At the end of San Isidro, they called me from Villalpando to announce that they were preparing a tribute book to the teacher Andrés Vázquez, his countryman: he was already admitted, he could not attend this time, as he always did, to the delivery of the ABC Bullfighting Award. He died on June 17 at the Benavente Regional Hospital, at the age of 89.
He had learned the hard trade of bullfighting in the Castilian capeas with the nickname “El Nono”. He tells it himself in the third episode, ‘La capea’, of the beautiful film ‘I have seen death’ (1965), the docudrama – we would say today – directed by José María Forqué. Andrés evokes in him a world that he had lived, with a dramatic testimony: in a town, a bullfighter, his companion, dies.
Years later, already in Las Ventas, the bullfighter Andrés Vázquez toasts the sky, in memory of his capeas partner.
It was not easy for him to succeed in the ring. Like so many others, he made himself known to the Madrid fans at Vista Alegre. He triumphed as a novillero in the 1961 season and took the alternative the following year, in the middle of the San Isidro Fair, with Benítez Cubero bulls, Gregorio Sánchez as godfather and Mondeño as witness: that afternoon, he opened the Puerta Grande for the first time as bull killer. From 1962 to 1977, there were no less than ten times that he went out on the shoulders, in Madrid.
Andrés Vázquez embodied a Castilian style of bullfighting, with a sober technique, without gratuitous embellishments. (In the background, the shadow of the great Domingo Ortega). Over time, he acquired a more classical tradition, with Belmont stockings, natural slings, windlasses and some old-fashioned adornment such as seeing the bull fall, sitting in the stirrup.
In the sixties and seventies, he fought at all the fairs, alternating with figures of the stature of Antonio Ordóñez, Diego Puerta, Paco Camino, El Viti… But his career was linked to the Plaza de Las Ventas. For the Madrid fans, he meant a banner of classicism, along with Antonio Bienvenida and the bulls of Victorino Martín, with whom he repeatedly triumphed. He remains for history the task of him to Baratero, whose ears he cut off. He was the first matador who dared to shut himself up, in Madrid, with six Victorino bulls.
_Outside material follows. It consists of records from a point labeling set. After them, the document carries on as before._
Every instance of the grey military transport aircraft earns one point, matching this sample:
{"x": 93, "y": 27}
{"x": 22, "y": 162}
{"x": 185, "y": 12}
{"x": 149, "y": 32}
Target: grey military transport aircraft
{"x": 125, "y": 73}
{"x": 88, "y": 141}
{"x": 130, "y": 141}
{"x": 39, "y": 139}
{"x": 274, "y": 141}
The gorings forced him to retreat. He was a teacher at the Madrid School of Bullfighting and a commentator on Telemadrid, together with Miguel Ángel Moncholi. He fought in public for the last time on July 25, 2012, on his eightieth birthday, at a festival, in his honor, in the Plaza de Zamora. That afternoon, he dealt with a bull belonging to Victorino Martín. He told me that he killed him by sticking the sword in two stages, without relieving himself, to the horror of El Viti, his dear friend… In 2021, the Junta de Castilla y León awarded him its Bullfighting Prize.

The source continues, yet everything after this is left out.